Former State Senator Jack Hatch will run for Des Moines mayor, he announced on WHO-TV on September 19, the last day for local candidates in Iowa to file nominating papers. A few minutes later, his campaign released a statement and a video, both enclosed below, and launched a website at JackHatchforMayor.com.

Key issues for Hatch will include fixing roads and neighborhood infrastructure, addressing “the urgent mental health care crisis that has been ignored,” protecting drinking water, improving area schools, and public safety measures including steps to reduce gun violence. All of those topics were mentioned in a telephone poll Hatch commissioned earlier this month, which Bleeding Heartland summarized here.

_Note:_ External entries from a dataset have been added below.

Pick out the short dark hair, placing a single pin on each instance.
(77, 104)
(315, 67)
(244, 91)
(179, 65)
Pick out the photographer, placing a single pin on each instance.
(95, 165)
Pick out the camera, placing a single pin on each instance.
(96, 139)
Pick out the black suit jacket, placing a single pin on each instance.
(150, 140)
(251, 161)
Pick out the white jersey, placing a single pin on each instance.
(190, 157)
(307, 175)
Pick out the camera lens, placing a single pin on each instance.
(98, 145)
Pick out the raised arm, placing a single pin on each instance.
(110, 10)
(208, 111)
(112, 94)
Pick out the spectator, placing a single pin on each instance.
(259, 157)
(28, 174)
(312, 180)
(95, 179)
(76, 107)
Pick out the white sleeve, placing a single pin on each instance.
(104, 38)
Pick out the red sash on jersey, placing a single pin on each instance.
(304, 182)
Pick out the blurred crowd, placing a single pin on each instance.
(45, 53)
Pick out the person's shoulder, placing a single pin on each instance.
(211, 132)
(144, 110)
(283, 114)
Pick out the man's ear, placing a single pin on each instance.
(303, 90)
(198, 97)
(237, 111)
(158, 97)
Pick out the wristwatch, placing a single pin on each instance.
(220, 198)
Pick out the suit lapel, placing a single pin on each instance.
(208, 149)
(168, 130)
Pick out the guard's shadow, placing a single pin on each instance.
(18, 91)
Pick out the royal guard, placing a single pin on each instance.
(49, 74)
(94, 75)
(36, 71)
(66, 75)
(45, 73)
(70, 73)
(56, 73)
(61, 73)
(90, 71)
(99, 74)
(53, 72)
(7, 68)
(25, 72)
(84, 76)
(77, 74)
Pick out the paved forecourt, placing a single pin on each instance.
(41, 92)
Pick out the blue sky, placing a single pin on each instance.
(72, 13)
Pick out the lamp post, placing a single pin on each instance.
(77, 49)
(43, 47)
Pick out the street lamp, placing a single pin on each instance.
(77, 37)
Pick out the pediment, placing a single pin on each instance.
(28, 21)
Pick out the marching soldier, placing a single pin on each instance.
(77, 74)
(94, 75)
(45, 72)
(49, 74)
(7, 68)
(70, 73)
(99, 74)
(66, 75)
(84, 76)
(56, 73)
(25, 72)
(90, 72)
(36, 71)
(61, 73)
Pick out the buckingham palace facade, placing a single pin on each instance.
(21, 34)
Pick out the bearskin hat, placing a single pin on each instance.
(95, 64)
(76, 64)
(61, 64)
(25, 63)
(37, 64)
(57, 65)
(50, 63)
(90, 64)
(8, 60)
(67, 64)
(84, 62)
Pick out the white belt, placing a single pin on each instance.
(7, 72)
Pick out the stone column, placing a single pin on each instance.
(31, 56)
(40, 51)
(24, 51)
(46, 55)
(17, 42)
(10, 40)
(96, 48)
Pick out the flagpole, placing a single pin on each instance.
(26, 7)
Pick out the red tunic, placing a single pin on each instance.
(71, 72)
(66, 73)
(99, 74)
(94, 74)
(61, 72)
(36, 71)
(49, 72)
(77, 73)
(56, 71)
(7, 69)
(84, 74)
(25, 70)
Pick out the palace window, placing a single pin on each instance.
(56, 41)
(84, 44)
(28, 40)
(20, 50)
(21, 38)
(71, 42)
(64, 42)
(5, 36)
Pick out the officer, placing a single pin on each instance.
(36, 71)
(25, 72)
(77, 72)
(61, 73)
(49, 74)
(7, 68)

Defeating sixteen-year incumbent Mayor Frank Cownie will not be easy, and Hatch will have only six and a half weeks to build his case with voters. However, unlike most challengers, he already has very high name recognition. Hatch represented parts of Des Moines in the Iowa House or Senate for more than 20 years, was the 2014 Democratic nominee for governor, and is a well-known property developer.

Hatch told WHO-TV’s Dave Price he started thinking about running for mayor after Cownie “decided not to protect our drinking water when he had a chance to,” adding that Cownie “was silent” as Republican legislators tried to break up the Des Moines Water Works in 2017. Hatch acknowledged he was starting his campaign late, saying others had considered running against Cownie but backed off. He’s in the race because sees the future of Des Moines “being blurred” without strong leadership.

Turnout on November 5 may be higher than usual for a city election, because Des Moines has multiple competitive city council races, and this is the first year school board elections will be held concurrently with elections for municipal offices. Early voting begins on October 7.